As I understand, base=0 should anchor the '4h' period to midnight, but as visible on result, it starts at 01:00.

This is related to this ticket I opened some time ago (I did not see base was supposed to do that, and I wanted to specify an anchoring with the same type of convention than the one used to anchor a week on a given day). https://github.com/pandas-dev/pandas/issues/33129

Am I missing something?

Comment From: yohplala

Here is currently the code I am using to bypass the "notworking-ness" of base parameter.

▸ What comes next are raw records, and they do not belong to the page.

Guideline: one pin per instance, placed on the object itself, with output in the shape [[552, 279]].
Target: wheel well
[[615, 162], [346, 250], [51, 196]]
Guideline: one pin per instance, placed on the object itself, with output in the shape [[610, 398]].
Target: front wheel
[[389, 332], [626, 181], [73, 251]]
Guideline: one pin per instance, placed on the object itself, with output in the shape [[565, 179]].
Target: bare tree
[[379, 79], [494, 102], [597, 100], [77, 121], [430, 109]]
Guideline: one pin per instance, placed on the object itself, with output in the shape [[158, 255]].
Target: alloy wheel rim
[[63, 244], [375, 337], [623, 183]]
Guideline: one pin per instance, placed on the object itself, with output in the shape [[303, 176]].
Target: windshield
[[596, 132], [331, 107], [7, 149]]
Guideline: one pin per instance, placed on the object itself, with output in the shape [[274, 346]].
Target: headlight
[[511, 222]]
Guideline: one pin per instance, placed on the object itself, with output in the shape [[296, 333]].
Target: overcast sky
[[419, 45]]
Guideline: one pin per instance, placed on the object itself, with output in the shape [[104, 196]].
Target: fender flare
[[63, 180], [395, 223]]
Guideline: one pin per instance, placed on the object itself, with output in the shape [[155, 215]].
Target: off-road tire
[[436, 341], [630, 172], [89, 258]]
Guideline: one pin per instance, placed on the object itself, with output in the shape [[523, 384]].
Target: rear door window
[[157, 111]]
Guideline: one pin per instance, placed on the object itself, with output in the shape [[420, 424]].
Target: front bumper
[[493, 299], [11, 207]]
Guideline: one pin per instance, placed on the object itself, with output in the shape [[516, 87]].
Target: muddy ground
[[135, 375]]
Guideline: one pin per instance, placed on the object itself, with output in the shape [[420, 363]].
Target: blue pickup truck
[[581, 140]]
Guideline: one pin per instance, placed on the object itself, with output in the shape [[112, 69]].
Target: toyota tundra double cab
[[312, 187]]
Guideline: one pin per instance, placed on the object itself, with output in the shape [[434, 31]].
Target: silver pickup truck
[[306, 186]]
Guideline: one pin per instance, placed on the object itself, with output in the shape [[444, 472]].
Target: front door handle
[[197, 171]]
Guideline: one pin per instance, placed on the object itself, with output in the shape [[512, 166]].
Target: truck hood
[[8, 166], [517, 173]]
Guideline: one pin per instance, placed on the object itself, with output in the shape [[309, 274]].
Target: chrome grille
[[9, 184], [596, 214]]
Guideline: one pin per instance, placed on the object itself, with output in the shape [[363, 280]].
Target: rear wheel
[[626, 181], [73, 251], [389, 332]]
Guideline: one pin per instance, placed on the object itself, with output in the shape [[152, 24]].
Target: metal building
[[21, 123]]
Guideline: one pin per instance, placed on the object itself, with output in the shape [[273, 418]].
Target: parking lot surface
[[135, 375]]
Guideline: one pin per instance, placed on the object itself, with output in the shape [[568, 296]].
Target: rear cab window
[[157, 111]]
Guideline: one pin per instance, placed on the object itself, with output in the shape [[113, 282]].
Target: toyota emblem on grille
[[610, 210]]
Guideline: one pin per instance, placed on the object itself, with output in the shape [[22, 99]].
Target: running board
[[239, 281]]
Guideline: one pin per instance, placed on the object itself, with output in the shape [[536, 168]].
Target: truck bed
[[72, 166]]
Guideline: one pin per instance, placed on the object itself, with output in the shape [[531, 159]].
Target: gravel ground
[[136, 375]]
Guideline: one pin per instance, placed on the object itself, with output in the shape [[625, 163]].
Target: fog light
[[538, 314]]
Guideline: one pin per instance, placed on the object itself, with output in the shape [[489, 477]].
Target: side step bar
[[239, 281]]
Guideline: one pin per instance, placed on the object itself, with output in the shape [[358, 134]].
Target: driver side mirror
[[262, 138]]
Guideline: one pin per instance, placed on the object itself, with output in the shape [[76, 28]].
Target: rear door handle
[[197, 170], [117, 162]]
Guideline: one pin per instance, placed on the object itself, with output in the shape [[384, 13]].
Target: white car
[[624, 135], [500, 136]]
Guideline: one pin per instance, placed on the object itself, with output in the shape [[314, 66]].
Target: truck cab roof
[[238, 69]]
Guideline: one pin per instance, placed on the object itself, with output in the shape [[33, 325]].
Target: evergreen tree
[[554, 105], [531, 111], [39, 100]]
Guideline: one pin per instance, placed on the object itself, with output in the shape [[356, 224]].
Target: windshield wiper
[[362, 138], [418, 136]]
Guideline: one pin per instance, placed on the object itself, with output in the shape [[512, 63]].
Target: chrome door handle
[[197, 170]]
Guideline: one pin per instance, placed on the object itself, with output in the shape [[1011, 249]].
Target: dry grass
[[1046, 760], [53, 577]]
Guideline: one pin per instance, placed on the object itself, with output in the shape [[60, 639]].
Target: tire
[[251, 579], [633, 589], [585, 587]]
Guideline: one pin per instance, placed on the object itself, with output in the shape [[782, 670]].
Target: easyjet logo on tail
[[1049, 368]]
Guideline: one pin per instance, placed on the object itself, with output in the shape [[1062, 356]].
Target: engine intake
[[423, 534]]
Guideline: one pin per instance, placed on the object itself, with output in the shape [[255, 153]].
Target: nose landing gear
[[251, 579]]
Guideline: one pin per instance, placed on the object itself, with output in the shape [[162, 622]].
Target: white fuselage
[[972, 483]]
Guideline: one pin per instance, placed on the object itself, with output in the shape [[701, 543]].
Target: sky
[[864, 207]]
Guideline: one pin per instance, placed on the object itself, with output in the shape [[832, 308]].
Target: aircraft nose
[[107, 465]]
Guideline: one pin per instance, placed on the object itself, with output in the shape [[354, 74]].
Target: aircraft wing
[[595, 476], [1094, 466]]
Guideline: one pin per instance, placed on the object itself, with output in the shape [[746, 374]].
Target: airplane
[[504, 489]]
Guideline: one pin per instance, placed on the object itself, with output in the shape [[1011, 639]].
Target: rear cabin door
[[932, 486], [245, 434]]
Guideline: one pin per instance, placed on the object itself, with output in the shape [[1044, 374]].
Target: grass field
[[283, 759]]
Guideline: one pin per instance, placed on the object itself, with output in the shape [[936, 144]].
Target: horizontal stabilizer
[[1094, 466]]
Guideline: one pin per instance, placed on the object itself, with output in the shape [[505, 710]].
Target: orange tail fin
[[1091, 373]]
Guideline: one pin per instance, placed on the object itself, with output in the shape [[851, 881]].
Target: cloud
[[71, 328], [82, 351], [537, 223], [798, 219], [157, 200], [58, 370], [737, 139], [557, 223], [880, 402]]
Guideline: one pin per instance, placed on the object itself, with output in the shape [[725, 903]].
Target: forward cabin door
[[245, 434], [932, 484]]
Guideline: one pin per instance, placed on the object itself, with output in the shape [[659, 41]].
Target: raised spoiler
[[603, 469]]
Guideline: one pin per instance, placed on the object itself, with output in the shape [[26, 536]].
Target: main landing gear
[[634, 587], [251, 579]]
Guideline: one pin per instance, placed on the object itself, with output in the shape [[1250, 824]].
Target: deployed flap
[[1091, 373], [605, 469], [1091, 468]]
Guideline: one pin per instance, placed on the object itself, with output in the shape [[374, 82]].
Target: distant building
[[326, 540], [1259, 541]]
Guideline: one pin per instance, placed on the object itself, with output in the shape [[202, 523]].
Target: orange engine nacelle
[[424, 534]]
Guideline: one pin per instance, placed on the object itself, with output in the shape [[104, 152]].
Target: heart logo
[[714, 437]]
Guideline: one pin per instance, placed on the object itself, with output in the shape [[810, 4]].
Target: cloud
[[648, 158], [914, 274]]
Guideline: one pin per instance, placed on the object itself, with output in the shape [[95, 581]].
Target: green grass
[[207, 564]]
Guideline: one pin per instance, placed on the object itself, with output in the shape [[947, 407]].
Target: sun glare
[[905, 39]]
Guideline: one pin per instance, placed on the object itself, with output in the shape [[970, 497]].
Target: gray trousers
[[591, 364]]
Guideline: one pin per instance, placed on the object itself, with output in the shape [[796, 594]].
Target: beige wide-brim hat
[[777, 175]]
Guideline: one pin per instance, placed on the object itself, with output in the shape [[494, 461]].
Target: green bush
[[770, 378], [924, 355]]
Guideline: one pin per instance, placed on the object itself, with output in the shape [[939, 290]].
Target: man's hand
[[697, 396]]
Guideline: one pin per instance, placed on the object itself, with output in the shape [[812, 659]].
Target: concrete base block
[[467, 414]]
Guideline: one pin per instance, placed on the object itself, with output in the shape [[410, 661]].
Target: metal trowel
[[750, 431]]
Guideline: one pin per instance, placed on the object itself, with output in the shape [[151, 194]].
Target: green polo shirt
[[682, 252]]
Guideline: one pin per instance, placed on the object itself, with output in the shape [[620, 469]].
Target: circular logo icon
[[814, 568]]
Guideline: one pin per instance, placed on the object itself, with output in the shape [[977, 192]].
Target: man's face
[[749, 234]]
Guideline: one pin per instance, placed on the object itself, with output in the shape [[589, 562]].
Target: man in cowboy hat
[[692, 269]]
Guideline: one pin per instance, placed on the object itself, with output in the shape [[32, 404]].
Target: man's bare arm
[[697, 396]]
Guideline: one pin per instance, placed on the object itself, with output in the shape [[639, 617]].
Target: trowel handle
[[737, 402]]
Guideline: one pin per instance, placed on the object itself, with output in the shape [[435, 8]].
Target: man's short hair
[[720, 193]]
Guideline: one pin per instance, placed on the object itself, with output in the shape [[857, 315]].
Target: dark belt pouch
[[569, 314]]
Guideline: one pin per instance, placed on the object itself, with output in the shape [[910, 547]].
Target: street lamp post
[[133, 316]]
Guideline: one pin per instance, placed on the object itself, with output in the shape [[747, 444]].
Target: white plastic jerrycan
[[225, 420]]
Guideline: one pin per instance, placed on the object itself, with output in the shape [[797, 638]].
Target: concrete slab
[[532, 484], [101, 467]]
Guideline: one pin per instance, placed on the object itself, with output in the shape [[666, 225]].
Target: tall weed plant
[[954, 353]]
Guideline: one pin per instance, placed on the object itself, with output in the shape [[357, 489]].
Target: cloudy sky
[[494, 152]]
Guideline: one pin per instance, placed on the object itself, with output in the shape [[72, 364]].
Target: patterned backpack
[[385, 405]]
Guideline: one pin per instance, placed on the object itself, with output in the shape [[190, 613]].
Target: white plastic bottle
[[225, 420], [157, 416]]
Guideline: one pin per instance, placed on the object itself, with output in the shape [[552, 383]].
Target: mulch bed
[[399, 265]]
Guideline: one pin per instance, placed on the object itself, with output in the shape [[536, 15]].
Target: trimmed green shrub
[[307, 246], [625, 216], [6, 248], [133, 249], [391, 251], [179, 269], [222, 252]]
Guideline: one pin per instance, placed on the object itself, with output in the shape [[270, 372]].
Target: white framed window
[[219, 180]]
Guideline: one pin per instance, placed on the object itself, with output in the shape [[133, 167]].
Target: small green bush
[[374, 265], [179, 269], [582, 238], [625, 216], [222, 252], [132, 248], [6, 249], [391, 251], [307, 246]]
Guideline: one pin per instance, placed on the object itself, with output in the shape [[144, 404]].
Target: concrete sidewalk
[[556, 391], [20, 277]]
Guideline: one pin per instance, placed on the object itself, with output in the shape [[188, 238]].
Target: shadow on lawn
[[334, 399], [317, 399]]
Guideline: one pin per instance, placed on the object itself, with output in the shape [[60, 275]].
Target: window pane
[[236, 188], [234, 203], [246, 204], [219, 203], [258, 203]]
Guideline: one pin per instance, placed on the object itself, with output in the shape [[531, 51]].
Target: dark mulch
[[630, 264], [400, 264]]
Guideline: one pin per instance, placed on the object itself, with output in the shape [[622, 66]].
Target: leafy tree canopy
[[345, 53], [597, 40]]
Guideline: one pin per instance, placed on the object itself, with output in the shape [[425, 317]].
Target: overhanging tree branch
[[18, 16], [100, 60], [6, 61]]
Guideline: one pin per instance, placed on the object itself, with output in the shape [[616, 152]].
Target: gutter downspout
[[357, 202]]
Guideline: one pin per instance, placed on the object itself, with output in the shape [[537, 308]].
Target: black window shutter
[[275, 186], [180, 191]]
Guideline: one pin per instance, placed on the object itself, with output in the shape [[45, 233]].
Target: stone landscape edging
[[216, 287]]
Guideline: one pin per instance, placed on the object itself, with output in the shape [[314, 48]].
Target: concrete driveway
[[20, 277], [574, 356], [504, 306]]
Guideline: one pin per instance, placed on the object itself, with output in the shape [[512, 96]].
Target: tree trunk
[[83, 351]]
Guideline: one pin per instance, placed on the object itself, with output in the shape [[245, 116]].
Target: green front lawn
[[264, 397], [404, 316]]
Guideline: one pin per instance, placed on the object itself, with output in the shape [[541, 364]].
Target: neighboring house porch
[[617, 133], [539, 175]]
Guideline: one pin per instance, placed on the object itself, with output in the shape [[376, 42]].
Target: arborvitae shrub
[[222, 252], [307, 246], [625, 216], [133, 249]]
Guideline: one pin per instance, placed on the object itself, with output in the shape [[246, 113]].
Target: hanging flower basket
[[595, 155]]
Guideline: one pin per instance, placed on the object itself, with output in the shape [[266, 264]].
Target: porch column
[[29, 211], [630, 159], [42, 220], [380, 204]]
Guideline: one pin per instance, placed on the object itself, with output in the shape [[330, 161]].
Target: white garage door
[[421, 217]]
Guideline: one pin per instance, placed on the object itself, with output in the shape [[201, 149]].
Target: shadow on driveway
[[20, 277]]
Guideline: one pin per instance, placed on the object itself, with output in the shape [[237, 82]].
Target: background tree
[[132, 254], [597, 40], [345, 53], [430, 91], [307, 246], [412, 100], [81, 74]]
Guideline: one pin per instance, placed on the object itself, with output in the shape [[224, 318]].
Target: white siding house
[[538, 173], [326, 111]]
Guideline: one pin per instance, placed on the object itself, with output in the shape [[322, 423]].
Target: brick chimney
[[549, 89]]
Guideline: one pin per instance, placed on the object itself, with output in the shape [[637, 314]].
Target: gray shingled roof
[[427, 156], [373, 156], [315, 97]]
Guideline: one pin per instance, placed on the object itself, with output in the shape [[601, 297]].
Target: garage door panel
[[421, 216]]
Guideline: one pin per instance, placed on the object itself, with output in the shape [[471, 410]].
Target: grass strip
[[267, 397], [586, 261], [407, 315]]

    first_index = df.index[0]
    with_midnight = False
    if first_index.hour != 0:
        try:
            # If PeriodIndex
            first_index = first_index.start_time
            midnight = pd.DataFrame(index = [pd.Period(first_index.normalize(),
                                                       freq = df.index.freq)],
                                    columns = df.columns)
            # `first_index` is modified to be re-used to remove rows with NaN
            # values on the new DataFrame.
            first_index = pd.Period(first_index, to_per)
        except:
            # Else DateTimeIndex
            midnight = pd.DataFrame(index = [first_index.normalize()],
                                    columns = df.columns)

        # Index is set to df.index.name, as its name is lost when creating
        # midnight and concatenating with it.
        df = pd.concat([midnight, df]).rename_axis(index = df.index.name)
        with_midnight = True

    resampled = df.resample(to_period').XXX    # <- replace with function to be used when resampling

    if with_midnight:
        # Remove 1st added rows containing NaN value
        mask = resampled.isnull().any(axis = 1) & \
                          (resampled.index < first_index)
        resampled = resampled.loc[~mask]

A bit lengthy maybe :) The trouble is that I am re-using it each time I have a new function to use when resampling: sum, cumsum, min, and so on...

Comment From: jbrockmendel

base keyword in resample is gone, long enough ago that i don't remember it. Is there an analogous issue using the current API?